The Surgisphere papers were not "null" results. They found significantly higher risk of death after HCQ treatment, based on what turned out to be highly flawed data. The problem was with the original dataset. (Not to be outdone, the Surgisphere folks also contributed their data to a preprint which purported to show horse dewormer^H^H^H^H^H^H^H^H^H^H^H^H^H^H ivermectin could be a successful SARS-CoV2 treatment).
You are not being truthful, labeling ivermectin only a "horse dewormer". Ivermectin is used as an antiparasitic drug also for people. And not only as a dewormer, but also against lice and mites.

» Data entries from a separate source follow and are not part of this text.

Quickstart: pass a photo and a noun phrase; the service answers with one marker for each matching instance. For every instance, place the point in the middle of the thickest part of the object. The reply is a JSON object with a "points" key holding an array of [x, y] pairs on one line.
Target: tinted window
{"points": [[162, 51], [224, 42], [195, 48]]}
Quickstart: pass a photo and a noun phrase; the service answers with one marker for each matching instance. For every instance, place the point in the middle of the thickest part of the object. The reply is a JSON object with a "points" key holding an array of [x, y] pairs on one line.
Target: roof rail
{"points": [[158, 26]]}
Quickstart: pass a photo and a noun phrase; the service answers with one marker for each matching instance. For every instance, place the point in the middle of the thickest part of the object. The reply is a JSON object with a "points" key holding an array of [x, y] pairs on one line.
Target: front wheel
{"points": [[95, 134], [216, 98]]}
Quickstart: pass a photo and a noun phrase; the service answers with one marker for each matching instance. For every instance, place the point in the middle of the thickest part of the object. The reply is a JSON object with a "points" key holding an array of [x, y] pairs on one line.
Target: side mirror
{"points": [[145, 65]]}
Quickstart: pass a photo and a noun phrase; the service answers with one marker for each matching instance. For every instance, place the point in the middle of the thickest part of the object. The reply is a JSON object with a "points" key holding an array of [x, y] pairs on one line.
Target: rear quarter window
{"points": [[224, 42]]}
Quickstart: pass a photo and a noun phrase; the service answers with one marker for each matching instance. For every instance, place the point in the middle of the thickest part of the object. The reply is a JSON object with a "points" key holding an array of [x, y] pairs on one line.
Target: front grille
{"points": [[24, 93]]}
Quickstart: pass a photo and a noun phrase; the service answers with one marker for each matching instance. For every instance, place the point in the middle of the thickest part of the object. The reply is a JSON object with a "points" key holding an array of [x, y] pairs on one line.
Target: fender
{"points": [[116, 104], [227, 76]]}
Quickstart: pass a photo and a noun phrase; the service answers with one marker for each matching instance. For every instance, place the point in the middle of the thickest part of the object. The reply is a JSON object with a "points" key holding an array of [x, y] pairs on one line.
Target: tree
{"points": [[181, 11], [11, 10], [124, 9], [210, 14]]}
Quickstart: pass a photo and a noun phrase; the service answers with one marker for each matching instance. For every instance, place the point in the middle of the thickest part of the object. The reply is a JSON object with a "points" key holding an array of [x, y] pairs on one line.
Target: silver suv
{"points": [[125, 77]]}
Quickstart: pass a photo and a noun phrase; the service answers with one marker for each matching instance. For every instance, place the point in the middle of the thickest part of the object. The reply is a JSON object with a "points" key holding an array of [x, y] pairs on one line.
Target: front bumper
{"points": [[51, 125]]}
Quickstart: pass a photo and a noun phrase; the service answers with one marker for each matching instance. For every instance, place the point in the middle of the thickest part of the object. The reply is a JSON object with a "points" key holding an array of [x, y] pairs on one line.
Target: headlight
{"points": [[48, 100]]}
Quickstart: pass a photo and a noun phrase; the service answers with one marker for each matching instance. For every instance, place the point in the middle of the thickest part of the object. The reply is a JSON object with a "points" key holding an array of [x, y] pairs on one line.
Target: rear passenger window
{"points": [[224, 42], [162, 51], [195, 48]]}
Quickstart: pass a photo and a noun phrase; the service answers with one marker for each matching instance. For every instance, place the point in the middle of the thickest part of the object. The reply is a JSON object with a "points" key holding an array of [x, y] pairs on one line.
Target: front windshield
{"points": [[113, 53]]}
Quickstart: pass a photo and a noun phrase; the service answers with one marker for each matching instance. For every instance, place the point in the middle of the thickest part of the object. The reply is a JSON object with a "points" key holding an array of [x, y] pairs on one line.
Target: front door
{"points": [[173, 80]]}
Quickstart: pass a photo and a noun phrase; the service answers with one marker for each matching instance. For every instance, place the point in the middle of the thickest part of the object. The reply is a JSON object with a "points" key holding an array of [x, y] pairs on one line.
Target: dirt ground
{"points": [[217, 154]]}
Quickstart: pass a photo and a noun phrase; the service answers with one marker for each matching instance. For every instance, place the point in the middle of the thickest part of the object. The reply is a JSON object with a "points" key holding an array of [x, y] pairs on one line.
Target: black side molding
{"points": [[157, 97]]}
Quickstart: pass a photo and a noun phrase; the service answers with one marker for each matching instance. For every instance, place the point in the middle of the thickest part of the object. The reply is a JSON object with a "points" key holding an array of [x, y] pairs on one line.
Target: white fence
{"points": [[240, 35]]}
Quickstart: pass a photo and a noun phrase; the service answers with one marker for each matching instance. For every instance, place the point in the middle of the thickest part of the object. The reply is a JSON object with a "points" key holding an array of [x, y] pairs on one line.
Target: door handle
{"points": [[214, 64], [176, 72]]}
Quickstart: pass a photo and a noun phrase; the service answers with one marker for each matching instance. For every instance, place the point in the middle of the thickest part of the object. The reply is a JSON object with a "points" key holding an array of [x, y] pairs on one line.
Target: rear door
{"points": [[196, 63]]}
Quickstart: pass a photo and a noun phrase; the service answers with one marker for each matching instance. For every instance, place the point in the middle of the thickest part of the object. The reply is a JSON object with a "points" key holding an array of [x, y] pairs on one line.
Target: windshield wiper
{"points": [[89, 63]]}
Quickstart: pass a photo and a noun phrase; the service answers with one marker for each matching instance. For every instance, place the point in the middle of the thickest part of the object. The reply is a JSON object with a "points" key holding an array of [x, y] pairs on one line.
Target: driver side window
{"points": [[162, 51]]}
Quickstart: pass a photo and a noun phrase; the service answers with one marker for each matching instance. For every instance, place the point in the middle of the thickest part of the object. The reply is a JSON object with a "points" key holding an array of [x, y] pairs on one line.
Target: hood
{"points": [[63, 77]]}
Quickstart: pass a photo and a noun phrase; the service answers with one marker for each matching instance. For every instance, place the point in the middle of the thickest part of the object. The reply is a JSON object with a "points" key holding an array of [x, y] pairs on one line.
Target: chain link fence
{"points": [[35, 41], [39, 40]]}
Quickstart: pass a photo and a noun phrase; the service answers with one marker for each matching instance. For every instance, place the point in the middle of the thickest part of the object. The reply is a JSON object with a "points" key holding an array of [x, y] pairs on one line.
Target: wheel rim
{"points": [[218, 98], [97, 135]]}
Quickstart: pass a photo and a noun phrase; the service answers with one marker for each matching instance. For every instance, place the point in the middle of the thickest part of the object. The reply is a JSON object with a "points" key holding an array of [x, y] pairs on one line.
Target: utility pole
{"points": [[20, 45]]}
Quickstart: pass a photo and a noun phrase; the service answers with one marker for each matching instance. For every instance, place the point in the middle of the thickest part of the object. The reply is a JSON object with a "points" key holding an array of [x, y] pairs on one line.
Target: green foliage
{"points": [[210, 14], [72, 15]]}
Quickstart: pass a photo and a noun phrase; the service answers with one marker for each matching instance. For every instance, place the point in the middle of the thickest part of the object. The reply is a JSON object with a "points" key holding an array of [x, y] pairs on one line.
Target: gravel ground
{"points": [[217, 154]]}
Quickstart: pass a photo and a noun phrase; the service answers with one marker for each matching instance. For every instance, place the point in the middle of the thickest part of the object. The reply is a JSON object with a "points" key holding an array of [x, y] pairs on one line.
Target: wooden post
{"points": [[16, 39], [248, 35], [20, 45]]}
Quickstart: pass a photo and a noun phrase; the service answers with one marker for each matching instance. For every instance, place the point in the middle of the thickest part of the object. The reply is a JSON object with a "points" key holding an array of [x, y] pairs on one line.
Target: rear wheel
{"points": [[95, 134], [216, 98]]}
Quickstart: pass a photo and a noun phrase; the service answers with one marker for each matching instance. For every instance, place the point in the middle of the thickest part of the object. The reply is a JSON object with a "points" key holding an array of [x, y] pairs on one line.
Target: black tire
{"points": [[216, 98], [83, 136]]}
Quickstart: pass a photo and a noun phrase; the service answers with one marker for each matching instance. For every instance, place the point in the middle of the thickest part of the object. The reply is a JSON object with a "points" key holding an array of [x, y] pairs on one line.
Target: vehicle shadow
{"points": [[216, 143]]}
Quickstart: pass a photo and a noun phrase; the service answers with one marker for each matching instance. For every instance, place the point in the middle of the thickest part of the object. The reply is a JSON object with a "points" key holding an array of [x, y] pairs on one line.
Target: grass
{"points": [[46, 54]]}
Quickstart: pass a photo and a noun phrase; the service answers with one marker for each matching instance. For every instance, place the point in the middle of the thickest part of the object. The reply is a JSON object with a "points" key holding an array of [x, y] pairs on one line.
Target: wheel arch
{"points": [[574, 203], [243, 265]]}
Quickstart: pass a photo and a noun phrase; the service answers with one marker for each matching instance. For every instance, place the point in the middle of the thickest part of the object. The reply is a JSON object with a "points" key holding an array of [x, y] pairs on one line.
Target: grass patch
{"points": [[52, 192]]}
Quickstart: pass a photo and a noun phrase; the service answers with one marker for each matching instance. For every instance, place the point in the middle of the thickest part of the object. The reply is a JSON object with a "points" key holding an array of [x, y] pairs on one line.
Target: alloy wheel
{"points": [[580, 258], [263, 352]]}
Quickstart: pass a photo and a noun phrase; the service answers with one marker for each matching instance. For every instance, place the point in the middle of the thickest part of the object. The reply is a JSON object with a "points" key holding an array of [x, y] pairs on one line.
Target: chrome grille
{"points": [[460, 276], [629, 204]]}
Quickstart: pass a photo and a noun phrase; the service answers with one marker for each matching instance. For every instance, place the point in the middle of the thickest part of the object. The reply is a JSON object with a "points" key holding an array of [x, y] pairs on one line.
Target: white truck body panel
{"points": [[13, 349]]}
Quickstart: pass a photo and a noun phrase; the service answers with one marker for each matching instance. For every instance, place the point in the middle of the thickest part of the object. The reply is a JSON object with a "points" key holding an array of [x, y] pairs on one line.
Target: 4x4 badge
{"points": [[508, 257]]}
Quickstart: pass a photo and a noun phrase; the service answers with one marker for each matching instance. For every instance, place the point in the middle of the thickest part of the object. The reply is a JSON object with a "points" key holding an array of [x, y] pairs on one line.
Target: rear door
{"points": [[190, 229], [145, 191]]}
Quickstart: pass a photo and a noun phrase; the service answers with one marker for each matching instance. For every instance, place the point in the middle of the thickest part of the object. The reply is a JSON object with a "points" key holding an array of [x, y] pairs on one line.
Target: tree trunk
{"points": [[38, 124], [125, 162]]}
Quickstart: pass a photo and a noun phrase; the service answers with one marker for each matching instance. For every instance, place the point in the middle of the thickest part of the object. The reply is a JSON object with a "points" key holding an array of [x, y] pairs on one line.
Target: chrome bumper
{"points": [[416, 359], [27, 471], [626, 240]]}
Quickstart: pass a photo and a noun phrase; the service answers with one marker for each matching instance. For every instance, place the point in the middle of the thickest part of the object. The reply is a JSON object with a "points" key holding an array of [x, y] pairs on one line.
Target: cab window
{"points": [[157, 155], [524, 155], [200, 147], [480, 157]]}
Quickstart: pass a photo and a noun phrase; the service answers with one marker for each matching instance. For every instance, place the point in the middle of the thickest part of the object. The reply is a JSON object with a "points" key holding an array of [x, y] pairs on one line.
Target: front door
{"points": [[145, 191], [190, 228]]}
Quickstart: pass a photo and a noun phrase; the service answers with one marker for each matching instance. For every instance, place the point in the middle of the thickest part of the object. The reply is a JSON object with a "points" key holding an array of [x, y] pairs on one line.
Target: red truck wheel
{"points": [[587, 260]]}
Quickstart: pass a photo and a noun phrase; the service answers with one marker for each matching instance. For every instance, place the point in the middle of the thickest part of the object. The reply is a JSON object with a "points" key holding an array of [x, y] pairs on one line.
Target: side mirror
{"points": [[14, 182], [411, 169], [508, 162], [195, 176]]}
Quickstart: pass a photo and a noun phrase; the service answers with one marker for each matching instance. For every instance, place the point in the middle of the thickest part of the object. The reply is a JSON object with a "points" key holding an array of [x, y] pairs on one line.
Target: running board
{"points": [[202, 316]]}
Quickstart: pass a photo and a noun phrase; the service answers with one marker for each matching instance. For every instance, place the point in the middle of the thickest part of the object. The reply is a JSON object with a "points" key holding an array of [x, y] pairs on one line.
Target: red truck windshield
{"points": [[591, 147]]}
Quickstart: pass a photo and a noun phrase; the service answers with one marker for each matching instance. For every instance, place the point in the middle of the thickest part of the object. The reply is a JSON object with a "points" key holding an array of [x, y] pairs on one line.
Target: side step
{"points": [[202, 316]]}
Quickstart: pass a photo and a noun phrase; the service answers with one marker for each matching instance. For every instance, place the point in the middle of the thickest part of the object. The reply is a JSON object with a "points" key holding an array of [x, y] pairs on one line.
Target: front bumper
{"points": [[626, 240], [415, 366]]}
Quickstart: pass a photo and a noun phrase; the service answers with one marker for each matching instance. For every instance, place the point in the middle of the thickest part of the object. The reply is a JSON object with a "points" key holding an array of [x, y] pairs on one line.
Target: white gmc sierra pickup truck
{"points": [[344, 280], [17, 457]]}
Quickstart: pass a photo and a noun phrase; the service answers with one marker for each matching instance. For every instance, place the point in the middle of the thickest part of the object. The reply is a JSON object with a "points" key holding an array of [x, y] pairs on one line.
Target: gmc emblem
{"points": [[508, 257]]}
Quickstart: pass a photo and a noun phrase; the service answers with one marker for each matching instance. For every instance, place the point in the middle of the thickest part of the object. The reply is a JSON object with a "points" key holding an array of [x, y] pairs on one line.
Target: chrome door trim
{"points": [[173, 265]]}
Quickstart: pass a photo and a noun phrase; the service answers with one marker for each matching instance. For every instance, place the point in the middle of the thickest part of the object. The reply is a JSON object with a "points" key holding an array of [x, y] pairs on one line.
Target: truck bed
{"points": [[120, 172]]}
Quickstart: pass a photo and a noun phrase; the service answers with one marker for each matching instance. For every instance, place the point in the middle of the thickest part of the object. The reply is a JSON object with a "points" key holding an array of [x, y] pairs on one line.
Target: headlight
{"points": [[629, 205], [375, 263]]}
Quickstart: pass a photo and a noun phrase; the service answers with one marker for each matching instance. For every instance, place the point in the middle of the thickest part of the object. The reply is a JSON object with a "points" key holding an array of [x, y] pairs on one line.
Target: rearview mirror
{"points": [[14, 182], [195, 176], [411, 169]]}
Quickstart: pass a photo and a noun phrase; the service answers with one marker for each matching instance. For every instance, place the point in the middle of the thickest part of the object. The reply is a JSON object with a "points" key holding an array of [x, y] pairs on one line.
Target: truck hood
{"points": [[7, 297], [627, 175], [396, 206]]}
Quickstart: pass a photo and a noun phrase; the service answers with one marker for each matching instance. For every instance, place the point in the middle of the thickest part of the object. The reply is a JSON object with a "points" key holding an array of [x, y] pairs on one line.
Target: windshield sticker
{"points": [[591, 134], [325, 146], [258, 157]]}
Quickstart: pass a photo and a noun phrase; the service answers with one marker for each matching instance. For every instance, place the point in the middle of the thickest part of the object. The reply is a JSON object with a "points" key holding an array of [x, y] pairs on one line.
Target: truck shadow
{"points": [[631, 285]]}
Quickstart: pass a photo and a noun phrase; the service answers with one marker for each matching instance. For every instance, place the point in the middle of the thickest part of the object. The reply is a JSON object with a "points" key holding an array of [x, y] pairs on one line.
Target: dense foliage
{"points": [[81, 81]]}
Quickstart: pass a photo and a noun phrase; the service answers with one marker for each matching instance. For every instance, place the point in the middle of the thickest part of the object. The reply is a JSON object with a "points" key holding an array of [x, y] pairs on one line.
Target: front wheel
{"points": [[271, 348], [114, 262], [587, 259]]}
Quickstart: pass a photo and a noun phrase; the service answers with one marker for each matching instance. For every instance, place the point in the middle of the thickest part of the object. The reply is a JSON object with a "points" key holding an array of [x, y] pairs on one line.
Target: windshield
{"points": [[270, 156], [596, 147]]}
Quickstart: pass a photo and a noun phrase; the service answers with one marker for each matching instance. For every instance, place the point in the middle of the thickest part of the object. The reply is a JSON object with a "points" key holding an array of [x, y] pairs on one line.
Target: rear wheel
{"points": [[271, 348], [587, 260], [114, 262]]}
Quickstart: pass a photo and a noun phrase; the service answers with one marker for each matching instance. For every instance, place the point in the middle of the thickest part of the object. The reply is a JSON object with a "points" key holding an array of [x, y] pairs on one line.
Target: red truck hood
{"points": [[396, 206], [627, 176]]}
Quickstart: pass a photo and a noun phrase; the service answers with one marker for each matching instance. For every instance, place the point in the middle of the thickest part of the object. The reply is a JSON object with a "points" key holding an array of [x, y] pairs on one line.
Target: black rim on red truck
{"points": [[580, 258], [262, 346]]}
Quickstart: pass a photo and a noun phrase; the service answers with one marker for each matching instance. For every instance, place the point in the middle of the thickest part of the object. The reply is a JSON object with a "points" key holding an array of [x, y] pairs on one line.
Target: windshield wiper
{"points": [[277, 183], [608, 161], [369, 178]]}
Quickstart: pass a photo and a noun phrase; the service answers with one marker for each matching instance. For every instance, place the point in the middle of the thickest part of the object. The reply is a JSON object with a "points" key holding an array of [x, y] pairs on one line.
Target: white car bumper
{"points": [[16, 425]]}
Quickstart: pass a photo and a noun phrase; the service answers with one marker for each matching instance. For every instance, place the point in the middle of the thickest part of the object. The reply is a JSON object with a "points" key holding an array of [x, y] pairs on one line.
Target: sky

Indeed. One of the most disheartening things about the covid pandemic has been seeing how many people are willing to propagate the most egregious health-related misinformation, such as that ivermectin is only or primarily a horse dewormer or that it is dangerous, as long as it identifies them with the desired faction. Such depravity should not have come as a surprise to me, but it did.
I've taken ivermectin—for parasites, not for covid. I wonder how many people will die of parasitic infections or more toxic antihelminthics and acaricides in the next few years because they or their neighbors refused to take ivermectin after they heard it was a dangerous veterinary-only drug from unscrupulous liars during the covid pandemic.
Scott Alexander had a long post on ivermectin-related papers. He noticed that some of the papers that purported a positive effect came from developing countries that have a bigger parasitic problem than the rich world.
Could it be that ivermectin helped third world patients with undetected worm infestation get rid of it and thus improved their covid-19 outcomes?